Summary
The authors want to examine the relationship between gestures and meaning. They are looking for a correspondence between certain gesture and topic, irrespective of the "speaker" of the gesture. If gestures are speaker independent and depend only on topic, this can possibly improve gesture recognition accuracies.
They set up a topic-author model. Gesture features are extracted for a series of different conversations about different topics, where the speaker is making gestures to accompany his speech. They model gesture features with normals and topic/speaker gesture distributions with multinomials drawn from Dirichlet distributions (Dirichlet compound multinomial, or Polya distribution). Learning the parameters for their models, they use Bayesian inference and statistical significance tests to determine that 12% of all gestures belong to specific topics. Thus, if we have prior information about the topic (ie, speech), we can use contextual information to improve gesture recognition.
Discussion
The paper's purpose is to look for a link between gestures and topic. They find a link, but this isn't too surprising given their limited dataset.
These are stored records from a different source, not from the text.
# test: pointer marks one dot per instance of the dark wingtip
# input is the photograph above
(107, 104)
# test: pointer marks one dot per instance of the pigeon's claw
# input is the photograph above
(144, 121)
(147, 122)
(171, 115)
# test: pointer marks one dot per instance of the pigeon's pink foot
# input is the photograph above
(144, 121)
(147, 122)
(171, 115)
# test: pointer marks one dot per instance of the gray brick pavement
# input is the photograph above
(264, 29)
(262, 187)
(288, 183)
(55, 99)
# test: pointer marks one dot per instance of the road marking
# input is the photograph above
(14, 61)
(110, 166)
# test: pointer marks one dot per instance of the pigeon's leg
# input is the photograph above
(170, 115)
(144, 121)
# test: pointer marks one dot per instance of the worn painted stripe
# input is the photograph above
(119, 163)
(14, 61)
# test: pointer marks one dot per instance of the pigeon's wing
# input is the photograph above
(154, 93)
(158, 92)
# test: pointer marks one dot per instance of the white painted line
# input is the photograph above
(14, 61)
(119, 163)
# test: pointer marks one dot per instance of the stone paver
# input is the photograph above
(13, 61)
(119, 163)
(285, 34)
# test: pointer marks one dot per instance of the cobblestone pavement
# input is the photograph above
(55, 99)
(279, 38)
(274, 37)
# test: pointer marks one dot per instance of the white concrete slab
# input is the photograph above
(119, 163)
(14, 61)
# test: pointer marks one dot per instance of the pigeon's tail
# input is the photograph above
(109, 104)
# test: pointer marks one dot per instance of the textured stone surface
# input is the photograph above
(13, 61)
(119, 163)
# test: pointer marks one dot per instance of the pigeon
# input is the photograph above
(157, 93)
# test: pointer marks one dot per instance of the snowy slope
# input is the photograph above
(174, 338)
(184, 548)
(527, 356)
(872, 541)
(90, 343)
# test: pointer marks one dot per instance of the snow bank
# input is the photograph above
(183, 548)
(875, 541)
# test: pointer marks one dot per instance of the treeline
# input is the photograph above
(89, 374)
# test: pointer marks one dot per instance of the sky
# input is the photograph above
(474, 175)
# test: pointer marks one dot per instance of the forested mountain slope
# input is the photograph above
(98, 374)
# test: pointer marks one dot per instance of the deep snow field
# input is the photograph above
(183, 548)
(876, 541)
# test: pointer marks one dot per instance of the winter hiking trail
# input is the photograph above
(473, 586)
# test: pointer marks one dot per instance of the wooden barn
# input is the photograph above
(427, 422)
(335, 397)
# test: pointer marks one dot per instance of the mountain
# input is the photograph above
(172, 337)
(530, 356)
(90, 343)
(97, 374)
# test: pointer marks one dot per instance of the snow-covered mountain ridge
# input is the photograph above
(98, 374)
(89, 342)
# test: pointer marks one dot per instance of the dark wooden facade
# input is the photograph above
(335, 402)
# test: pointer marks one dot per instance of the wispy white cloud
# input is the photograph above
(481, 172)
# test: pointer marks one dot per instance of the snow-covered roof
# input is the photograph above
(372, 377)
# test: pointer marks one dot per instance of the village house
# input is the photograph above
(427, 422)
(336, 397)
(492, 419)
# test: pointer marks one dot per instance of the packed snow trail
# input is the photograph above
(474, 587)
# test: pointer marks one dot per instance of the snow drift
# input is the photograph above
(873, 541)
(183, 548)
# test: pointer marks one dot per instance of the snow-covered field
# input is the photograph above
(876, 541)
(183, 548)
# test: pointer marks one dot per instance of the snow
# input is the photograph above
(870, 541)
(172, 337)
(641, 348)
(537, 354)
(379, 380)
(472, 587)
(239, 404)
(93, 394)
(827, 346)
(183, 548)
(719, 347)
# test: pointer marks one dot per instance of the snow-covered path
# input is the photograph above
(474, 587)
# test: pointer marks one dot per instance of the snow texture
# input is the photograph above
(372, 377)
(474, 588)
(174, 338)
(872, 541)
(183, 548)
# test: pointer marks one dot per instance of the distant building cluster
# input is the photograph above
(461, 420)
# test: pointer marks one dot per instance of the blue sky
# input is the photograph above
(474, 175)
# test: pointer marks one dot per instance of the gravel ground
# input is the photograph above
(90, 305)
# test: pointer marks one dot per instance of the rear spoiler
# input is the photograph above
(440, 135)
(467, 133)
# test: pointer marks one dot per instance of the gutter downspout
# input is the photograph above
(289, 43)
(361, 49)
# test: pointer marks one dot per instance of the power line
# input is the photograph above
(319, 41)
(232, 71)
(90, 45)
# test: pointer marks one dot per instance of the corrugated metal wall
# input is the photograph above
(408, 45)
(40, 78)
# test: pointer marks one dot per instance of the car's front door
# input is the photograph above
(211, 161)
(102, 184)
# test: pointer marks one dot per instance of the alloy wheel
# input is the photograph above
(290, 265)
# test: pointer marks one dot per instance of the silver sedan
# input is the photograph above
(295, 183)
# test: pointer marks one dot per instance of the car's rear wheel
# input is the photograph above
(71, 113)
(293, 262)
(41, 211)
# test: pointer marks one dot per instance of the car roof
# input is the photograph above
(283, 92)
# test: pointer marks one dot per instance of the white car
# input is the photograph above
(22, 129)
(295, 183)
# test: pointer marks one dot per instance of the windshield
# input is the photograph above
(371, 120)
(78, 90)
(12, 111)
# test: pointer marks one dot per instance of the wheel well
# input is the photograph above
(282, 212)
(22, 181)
Furthermore, many of their videos (from which gestures and speech was extracted) were very limited in scope. It's my hypothesis that given a more general scope of data, the percentage of topic-specific gestures would drop.
It's true that about 10% of word occurrences (about 80% of the vocabulary, with numbers off the top of my head from memory) for large corpora are topic specific and are called content-carrying, since they can identify the topic of a document. However, I don't think there are that many gestures, and there is a great deal more reuse of gestures across topics.